A 17-year-old boy is on trial in an Ohio courtroom for matricide, allegedly shooting and killing his mother and wounding his father after they banned him from playing the first-person shooter video game Halo 3.

From The Cleveland Plain Dealer:

In September 2007, Daniel [Petric], then 16, had sneaked out of his bedroom window to purchase the game at a store against his father’s orders. When he returned home, his parents caught him with the game and took it from him. His father, Mark, a minister at New Life Assembly of God in Wellington, put the game in a lockbox in a closet where he also kept a 9mm handgun, according to prosecutors.

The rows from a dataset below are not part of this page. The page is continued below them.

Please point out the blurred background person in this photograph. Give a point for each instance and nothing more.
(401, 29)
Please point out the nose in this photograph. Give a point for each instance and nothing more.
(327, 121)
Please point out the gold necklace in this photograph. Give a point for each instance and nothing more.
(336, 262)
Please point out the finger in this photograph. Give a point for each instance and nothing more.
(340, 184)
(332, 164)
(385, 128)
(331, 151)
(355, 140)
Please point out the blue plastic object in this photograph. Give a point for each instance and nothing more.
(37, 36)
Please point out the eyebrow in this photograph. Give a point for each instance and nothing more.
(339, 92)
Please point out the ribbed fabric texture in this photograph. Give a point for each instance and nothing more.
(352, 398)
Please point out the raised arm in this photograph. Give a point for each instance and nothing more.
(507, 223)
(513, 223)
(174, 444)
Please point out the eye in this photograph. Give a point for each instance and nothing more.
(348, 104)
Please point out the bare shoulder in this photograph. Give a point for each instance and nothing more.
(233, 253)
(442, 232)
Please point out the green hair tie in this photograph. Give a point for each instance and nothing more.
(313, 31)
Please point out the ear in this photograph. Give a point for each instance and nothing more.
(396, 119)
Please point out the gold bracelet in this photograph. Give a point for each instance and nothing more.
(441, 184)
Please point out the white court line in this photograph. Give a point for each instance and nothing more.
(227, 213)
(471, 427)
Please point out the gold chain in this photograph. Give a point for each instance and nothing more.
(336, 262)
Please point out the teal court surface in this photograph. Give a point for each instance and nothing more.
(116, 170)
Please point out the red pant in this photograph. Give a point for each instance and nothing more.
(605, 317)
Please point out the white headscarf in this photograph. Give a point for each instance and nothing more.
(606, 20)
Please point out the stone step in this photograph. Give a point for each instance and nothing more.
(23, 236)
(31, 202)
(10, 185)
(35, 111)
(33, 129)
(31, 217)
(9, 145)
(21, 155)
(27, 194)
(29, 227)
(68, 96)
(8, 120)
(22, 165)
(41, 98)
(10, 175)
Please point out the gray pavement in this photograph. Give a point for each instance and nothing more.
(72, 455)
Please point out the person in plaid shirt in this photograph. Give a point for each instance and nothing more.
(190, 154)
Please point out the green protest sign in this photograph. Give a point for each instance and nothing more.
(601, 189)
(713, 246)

About a month later, on Oct. 20, 2007, Daniel used his father’s key to open the lockbox and remove the gun and the game. The boy shot his parents, killing his mother and gravely wounding his father. As his father lay wounded, Daniel tried to place the gun in his father’s hand.

Defense attorneys are basing Daniel Petric’s defense on video game addiction:

Holly Petric, Daniel’s… sister, said her brother became obsessed with video games because of a back injury which led to a staph infection that limited his physical activity. Daniel’s other family members have also testified that the infection was so severe that any extreme physical activity could have caused his spine to snap, leaving him paralyzed….

“He’d just play (video games) nonstop whenever he could,” Holly Petric said….

[Daniel’s friend] Jon [Johnson] said that while he liked video games, Daniel was addicted, even going so far as to push his friends to play the games when they wanted to do something else.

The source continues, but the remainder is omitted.